Equilibrium in Markets: Algorithms and Complexity

Market equilibrium is a central solution concept in economics, where prices are set such that the demand and supply are balanced. It has been under study ever since the inception of the field starting with the pioneering work of Adam Smith (1776) and Leon Walras (1874). In a celebrated result, Arrow and Debreu (1954) showed the existence of equilibrium using the Kakutani fixed point theorem, which is highly non-constructive. Since then many algorithms have been proposed, especially worth mentioning are algorithms of Scarf (1967) and Smale (1976) to find approximate fixed points. While much progress has been made in the last century, computationally large part of progress happened in last fifteen years using tools from complexity theory, optimization and mathematical programming. This has led to a remarkable theory of computability of equilibria in markets. My work touches many aspects of this problem from computation to strategic analysis to learning. While the problem has turned out to be intractable for most of the important cases, designing even a non-enumerative algorithm for these cases remained elusive. I will show the first "practical" algorithms for a very general class of markets settling long standing open questions. These algorithms are based on the powerful machinery of linear complementarity problem (LCP) and complementary pivot (Simplex-like) algorithms. I will also show how these results help bring out a clear dichotomy among equilibrium computation problems.

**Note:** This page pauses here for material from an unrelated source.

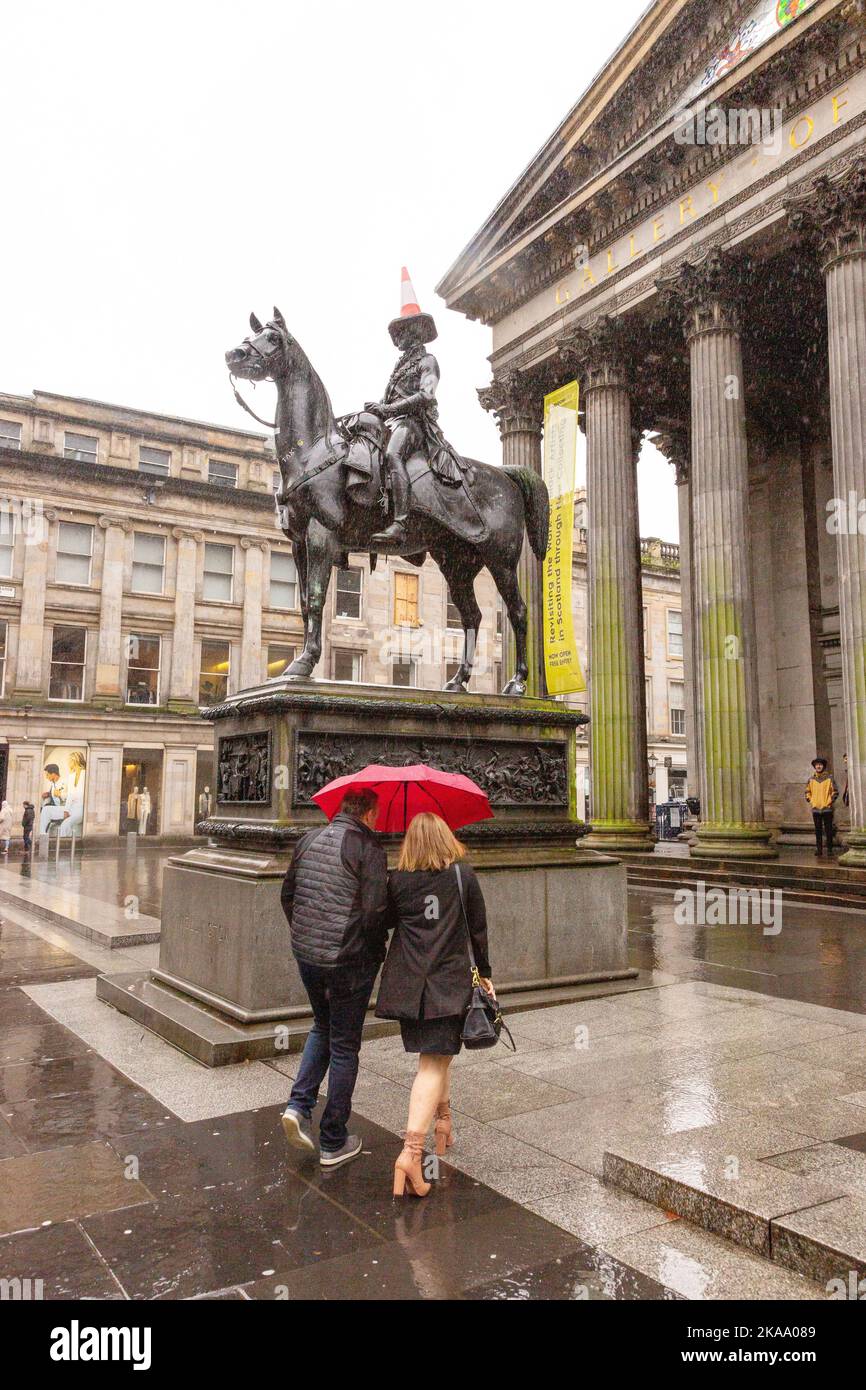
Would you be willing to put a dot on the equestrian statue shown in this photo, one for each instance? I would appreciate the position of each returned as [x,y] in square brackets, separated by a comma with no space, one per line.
[387,480]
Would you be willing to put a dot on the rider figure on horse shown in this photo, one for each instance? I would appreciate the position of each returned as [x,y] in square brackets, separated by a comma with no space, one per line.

Bio: Jugal Garg is currently a research fellow at Max-Planck-Institute for Informatics, Germany. Prior to that, he was a Algorithms and Randomness Center (ARC) postdoctoral fellow at Georgia Tech for two years. He received his PhD from IIT-Bombay in 2012. Jugal's research explores computational and strategic aspects of equilibria in game theory and economics, and their connections with dynamical systems and learning. He is interested broadly in design and analysis of algorithms, optimization and mathematical programming.